La soirée se passera dans la chambre à étudier la suite du parcours.

Je croyais que nous allions rouler sur un plateau bien plat pendant une quarantaine de kilomètres. Mais l’altiplano, c’est comme le Causse de Rocamadour, pas plat du tout. Et puis il y a eu une descente de 15 km qui ne me fit pas regretter d’avoir pris la route du Sud vers le Nord. Nous nous sommes retrouvés dans une petite vallée fertile mais bien encaissée, avons traversé un très large torrent de montagne charriant un flot de boue, puis, avec encore bien des bosses trop raides, avons roulé dans une clue de roches rouge orangé. 

Enfin nous sommes arrivés à Tupiza, avons trouvé un hôtel juste avant une bonne averse, sans rien avoir avalé d’autre qu’un bout de pain et une banane depuis le petit déjeuner. En fin d’après-midi nous nous sommes attablés dans un snack devant une assiette de poulet-riz-frites-nouilles. Nous apprendrons dans la soirée que la Bolivie vit avec une heure de retard sur l’Argentine. Ainsi, sans le savoir, avons-nous enfourché les vélos dès 6 h du matin et diné à l’heure du thé. A 19h30 il fait nuit.

A Tupiza, 3 000 m d’altitude, surprise, les lauriers roses et les lagerstroemia sont en pleine terre et tout en fleurs.

Le Sud Lipez en 4X4. Nous avions pourtant dit que nous ne le ferions pas. Et puis nous nous sommes laissés influencer par les amis qui en gardent un superbe souvenir, même les plus écolos et les moins motorisés d’entre eux. Certains traversent cette région à vélo, mais c’est bien trop difficile pour nous. Je n’étais vraiment pas à l’aise avec ce genre de tour organisé. Sillonner un parc naturel, une région protégée, à l’arrière d’un de ces véhicules tout terrain énormes que j’exècre sur la route, être trimballée comme un gros tas sur des pistes ne me convient guère. Comment accepter d’aller défoncer le Salar d’Uyuni en 4X4 quand on ne supporte pas le saccage des sentiers du Lot par les quads ? 

Toute honte bue et pleins d’appréhension nous nous sommes donc embarqués pour quatre jours et 1 200 km de pistes avec notre chauffeur Pedro et un couple de jeunes de moins de 30 ans, gentils quoique plutôt couillons, leur principale qualité – et non des moindres- étant d’être peu bruyants. Quant à Pedro (39 ans) il est plein d’attention pour ses hôtes mais pas au point de de partager avec eux ses feuilles de coca chaque fois qu’il s’en bourre la chique. Nous n’en serons pas frustrés.

 

Et devant les spectacles offerts par Dame  Nature, dès le premier kilomètre et jusqu’au dernier, nous avons oublié nos scrupules. Il y eut des pistes de sable, de la tôle ondulée, des passages à gué, des villages à 4 500-5 000 mètres d’altitude, tristes et isolés, où nous avons été logés en dortoirs.

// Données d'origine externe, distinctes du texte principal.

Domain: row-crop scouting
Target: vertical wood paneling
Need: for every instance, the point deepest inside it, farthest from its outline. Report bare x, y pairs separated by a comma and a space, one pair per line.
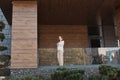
24, 34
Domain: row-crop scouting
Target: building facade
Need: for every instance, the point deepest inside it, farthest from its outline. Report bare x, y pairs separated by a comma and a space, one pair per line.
36, 25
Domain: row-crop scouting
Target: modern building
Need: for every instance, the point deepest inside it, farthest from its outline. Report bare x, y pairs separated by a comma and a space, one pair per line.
36, 25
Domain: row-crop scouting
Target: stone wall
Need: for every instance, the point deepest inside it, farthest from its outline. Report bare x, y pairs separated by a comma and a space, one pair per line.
75, 36
24, 34
72, 56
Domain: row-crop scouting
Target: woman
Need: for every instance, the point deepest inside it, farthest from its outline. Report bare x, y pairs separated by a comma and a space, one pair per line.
60, 50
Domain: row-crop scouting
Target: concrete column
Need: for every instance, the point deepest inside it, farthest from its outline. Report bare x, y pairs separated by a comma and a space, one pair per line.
24, 35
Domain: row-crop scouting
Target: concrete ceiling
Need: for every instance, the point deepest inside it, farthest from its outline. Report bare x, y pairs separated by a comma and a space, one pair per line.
66, 12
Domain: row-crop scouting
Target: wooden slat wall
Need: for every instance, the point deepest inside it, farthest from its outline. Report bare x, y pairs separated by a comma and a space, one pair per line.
24, 35
74, 35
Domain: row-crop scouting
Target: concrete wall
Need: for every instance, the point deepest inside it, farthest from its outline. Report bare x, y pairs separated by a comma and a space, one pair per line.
75, 36
24, 34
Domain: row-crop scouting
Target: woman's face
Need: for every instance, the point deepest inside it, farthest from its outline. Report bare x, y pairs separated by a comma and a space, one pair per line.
60, 38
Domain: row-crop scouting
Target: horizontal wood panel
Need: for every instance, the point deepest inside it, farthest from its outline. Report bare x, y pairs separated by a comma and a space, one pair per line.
74, 35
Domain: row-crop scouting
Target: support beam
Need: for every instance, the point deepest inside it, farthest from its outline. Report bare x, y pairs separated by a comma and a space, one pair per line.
24, 35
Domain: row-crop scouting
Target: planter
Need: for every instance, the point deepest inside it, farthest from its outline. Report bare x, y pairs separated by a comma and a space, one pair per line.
4, 72
2, 26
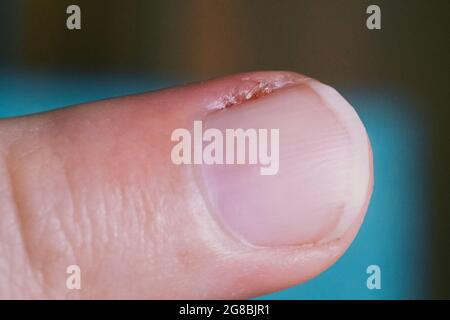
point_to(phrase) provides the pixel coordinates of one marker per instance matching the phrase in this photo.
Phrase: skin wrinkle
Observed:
(149, 231)
(19, 216)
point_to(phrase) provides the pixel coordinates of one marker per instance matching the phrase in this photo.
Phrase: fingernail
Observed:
(322, 181)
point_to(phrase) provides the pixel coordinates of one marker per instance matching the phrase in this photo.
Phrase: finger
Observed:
(97, 185)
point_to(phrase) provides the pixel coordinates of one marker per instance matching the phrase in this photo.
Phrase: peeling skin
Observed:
(252, 88)
(96, 188)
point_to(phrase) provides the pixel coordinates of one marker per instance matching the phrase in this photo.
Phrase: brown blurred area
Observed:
(326, 39)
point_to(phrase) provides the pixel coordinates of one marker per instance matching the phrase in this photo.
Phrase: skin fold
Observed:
(93, 185)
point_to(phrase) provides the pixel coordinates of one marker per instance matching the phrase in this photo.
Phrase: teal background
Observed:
(395, 234)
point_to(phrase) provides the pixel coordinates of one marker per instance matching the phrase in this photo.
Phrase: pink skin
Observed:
(94, 186)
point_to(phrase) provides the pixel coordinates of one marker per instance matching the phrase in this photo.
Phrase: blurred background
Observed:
(397, 78)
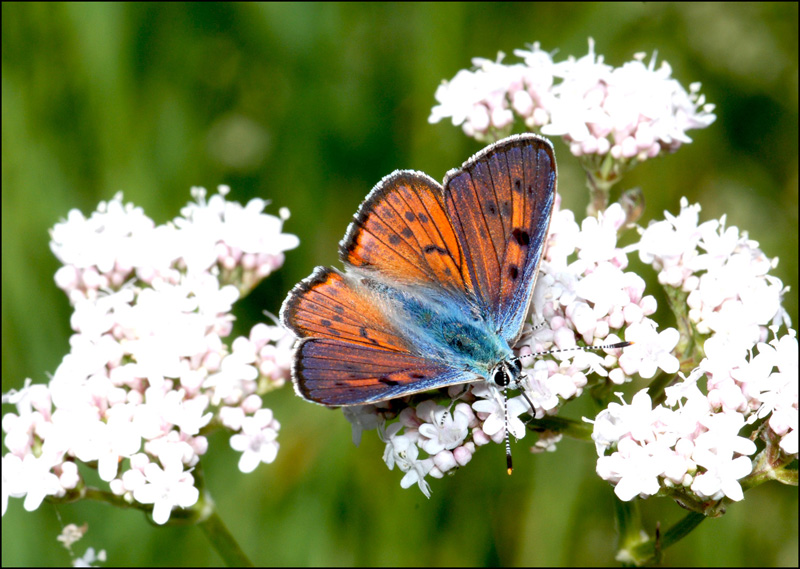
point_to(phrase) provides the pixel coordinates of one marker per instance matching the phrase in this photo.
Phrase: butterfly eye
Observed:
(500, 376)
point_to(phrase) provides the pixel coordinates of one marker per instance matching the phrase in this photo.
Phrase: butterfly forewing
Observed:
(500, 202)
(403, 232)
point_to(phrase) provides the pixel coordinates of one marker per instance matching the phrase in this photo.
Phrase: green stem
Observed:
(223, 541)
(575, 429)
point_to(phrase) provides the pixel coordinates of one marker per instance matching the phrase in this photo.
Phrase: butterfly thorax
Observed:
(439, 327)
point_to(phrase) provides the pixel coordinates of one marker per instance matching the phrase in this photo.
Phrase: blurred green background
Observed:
(309, 106)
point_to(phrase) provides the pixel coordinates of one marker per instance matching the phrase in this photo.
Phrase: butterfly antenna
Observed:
(509, 465)
(581, 348)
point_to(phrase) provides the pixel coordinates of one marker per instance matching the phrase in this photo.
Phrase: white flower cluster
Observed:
(633, 111)
(694, 441)
(148, 370)
(118, 241)
(583, 294)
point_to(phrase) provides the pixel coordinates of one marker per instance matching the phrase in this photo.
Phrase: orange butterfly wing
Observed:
(500, 202)
(349, 352)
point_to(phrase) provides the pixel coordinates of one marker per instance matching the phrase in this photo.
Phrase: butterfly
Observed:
(437, 284)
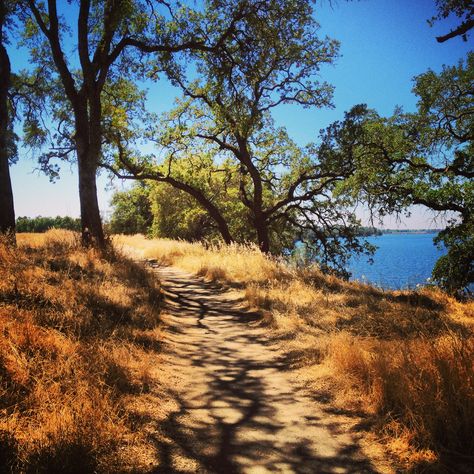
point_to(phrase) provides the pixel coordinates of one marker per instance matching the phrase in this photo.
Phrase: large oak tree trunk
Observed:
(7, 211)
(92, 231)
(262, 235)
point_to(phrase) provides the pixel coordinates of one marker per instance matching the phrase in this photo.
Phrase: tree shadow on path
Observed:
(237, 410)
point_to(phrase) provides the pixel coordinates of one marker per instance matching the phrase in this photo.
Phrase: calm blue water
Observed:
(401, 261)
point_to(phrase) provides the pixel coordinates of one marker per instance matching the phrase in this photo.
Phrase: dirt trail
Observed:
(235, 408)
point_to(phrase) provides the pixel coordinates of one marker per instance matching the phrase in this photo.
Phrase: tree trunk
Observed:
(262, 235)
(7, 211)
(91, 224)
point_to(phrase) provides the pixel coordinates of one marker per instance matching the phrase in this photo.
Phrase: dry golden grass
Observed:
(404, 357)
(76, 339)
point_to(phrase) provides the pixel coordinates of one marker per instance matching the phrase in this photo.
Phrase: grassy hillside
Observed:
(405, 358)
(77, 339)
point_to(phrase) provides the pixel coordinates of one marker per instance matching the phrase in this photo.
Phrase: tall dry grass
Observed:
(404, 357)
(75, 337)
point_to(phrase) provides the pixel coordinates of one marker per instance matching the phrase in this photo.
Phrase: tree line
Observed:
(221, 163)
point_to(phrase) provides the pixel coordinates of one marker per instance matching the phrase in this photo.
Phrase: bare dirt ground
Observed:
(231, 404)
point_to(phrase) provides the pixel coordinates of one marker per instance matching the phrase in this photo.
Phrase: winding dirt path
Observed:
(234, 407)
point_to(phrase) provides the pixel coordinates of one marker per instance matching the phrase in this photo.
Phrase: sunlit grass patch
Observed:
(72, 352)
(404, 357)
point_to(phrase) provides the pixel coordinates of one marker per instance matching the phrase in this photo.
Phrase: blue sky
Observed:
(384, 44)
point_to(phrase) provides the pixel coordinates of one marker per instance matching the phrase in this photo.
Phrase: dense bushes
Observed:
(42, 224)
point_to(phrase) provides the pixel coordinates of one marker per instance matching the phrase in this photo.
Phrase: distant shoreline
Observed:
(410, 231)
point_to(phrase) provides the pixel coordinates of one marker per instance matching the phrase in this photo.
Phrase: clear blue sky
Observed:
(384, 43)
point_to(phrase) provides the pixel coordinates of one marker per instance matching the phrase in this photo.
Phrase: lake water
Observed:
(401, 261)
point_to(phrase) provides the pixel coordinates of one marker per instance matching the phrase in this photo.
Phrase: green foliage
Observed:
(455, 270)
(42, 224)
(422, 158)
(131, 211)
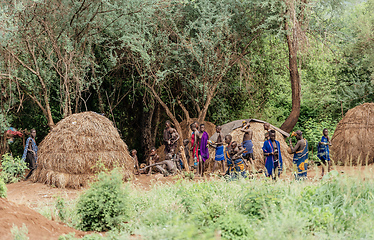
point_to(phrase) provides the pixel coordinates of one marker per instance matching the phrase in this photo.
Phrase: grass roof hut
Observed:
(352, 142)
(77, 148)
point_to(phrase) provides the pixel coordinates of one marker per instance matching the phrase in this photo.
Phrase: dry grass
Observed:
(78, 147)
(352, 142)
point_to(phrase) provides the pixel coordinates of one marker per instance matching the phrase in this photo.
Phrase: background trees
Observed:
(142, 62)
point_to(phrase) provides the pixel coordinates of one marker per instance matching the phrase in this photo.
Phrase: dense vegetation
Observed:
(334, 208)
(144, 61)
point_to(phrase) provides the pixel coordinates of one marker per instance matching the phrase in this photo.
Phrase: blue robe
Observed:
(323, 150)
(269, 162)
(300, 162)
(33, 146)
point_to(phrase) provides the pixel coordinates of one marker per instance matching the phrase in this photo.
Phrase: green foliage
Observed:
(13, 168)
(234, 226)
(3, 189)
(336, 208)
(256, 201)
(20, 233)
(104, 206)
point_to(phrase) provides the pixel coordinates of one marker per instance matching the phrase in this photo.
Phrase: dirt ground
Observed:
(25, 198)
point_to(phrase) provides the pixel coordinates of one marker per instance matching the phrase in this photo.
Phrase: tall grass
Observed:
(338, 207)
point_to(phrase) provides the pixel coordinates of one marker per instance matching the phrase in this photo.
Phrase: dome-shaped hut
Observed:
(258, 138)
(352, 142)
(77, 148)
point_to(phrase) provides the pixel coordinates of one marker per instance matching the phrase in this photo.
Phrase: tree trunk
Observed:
(168, 112)
(292, 119)
(147, 140)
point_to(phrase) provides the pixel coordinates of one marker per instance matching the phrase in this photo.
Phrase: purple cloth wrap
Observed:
(204, 152)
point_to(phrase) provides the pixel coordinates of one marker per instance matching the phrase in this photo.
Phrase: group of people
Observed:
(234, 159)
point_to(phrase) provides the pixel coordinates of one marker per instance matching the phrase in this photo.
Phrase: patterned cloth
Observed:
(300, 162)
(235, 168)
(269, 162)
(323, 150)
(220, 156)
(33, 146)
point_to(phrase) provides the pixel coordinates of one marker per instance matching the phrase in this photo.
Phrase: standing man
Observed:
(174, 137)
(220, 157)
(204, 151)
(136, 162)
(300, 157)
(324, 152)
(274, 162)
(167, 137)
(30, 154)
(247, 143)
(194, 144)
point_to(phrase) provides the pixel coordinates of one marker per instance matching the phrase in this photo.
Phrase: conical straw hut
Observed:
(77, 148)
(352, 142)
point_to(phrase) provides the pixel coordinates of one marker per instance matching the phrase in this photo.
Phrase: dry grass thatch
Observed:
(257, 140)
(352, 140)
(78, 147)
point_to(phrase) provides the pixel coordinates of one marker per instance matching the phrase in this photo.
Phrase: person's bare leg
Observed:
(223, 167)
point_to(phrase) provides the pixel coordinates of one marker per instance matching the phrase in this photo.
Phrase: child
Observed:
(136, 162)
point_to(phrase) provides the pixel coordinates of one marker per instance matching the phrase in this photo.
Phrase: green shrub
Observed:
(104, 205)
(3, 189)
(234, 225)
(13, 168)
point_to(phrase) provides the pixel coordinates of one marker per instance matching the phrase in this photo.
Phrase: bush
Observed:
(13, 168)
(3, 189)
(104, 205)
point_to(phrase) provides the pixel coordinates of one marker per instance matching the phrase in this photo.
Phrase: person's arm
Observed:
(221, 142)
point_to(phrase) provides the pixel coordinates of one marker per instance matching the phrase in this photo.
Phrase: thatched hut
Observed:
(77, 148)
(257, 126)
(352, 140)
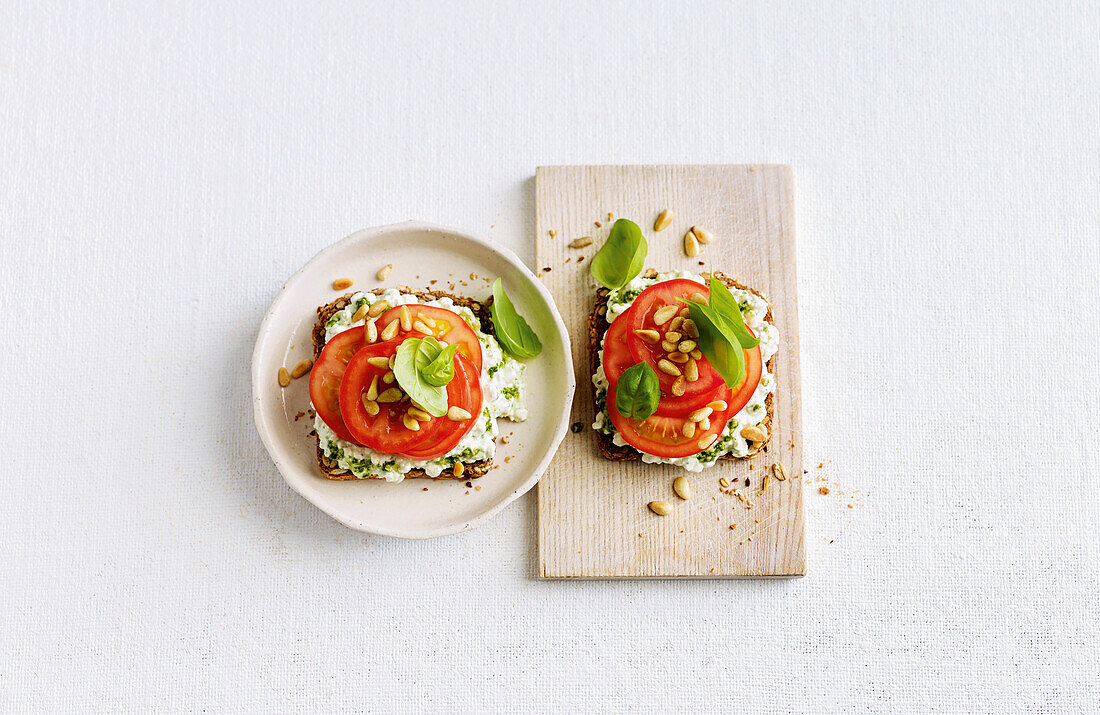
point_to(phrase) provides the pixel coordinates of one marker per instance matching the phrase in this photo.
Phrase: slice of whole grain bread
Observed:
(597, 327)
(331, 470)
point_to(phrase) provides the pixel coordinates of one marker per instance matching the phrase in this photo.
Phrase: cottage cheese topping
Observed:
(754, 309)
(504, 391)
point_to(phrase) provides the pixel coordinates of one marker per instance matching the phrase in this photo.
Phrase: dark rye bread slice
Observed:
(598, 325)
(330, 469)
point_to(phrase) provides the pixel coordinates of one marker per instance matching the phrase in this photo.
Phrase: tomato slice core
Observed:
(443, 325)
(326, 376)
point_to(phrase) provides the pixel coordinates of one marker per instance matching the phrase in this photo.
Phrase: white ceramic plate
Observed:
(419, 253)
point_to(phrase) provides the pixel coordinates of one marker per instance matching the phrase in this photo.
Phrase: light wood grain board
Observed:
(593, 520)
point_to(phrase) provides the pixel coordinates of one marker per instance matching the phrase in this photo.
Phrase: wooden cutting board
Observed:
(593, 519)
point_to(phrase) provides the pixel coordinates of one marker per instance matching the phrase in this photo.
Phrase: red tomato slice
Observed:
(327, 374)
(640, 317)
(443, 325)
(463, 391)
(662, 435)
(384, 431)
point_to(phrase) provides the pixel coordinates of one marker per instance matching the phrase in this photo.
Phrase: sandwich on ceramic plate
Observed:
(410, 384)
(682, 363)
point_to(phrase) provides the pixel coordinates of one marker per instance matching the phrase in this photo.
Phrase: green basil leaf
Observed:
(718, 343)
(440, 371)
(414, 356)
(728, 309)
(637, 392)
(622, 256)
(513, 332)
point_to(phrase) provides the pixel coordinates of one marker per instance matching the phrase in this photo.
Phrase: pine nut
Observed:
(691, 244)
(458, 414)
(682, 487)
(301, 369)
(668, 367)
(752, 433)
(370, 406)
(663, 315)
(700, 414)
(660, 508)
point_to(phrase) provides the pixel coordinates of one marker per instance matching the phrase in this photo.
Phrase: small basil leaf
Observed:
(440, 371)
(414, 355)
(637, 392)
(717, 343)
(728, 309)
(622, 256)
(513, 332)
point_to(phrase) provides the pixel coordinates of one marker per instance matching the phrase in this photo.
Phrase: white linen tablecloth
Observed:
(164, 167)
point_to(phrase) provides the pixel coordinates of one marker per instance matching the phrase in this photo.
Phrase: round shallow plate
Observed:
(419, 253)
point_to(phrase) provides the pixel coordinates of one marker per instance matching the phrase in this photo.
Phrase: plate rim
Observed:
(508, 256)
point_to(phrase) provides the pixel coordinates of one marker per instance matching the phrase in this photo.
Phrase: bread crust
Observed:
(598, 326)
(332, 471)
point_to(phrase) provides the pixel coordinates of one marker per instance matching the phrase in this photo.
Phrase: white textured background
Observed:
(164, 168)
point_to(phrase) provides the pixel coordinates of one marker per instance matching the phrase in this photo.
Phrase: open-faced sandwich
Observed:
(410, 384)
(682, 363)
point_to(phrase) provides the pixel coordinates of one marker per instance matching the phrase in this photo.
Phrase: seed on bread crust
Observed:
(660, 508)
(303, 367)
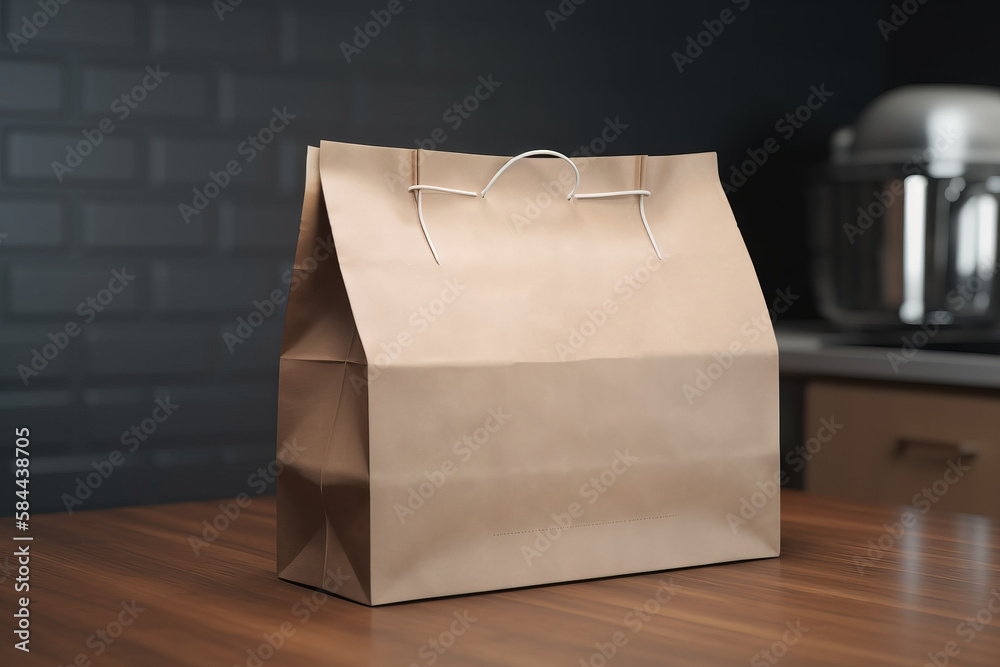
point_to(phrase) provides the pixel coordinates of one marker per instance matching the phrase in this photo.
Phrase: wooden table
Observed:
(815, 605)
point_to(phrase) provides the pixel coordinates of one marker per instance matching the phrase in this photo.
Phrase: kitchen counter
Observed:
(895, 359)
(124, 587)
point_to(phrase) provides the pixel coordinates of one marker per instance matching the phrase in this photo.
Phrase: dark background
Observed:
(162, 336)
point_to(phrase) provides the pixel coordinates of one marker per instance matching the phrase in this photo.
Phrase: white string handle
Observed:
(530, 154)
(642, 194)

Dans ces chambres sans chauffage les grosses et lourdes couvertures s’empilent sur les lits pour affronter des températures qui peuvent descendre jusqu’à -25° en plein hiver, c’est-à-dire en juillet-août. Heureusement c’est l’été en ce mois de janvier ce qui ne nous empêche pas de supporter la doudoune en pleine journée. Quand le sol daigne être moins caillouteux en dessous de 4 500 m les petites fermes vivent de l’élevage de lamas et dans les creux de vallons où la cendre des volcans environnants fertilise le terrain sont cultivés des petits champs de quinoa.

Les villageois de cette région vivent en grande partie de l’accueil des touristes. On les voit peu, les femmes nous servent sans parler et retournent vite dans leur cuisine. Certains hommes vont travailler dans les mines Borax.

La matière première part ensuite en camions (autrefois à dos de lamas en caravanes mais un lama ne peut porter plus de 25 kg) vers le Chili tout proche et l’Océan Pacifique pour l’exportation. C’est peu dire que les boliviens regrettent de ne plus avoir d’ouverture  sur la mer depuis qu’ils se sont fait rafler en 1879 leurs 400 km de côte par le Chili. Cela leur reste tellement en travers que dans presque chaque bourgade existe une « rue de la mer » et le 23 mars est un jour férié, le « jour de la mer ».

Pour en savoir un peu plus sur le borax, matière naturelle utilisée dans notre vie de tous les jours, voir https://fr.wikipedia.org/wiki/Borax

Mais je reprends mon énumération : il y eut des rochers rouges, des montagnes et des lacs colorés, des flamands roses et des lamas prétentieux, des vigognes sauvages, des déserts de broussaille et d’autres de caillasse, des solfatares et des sources chaudes à 4 870 m d’altitude, de la neige et des orages et parfois les deux en même temps. 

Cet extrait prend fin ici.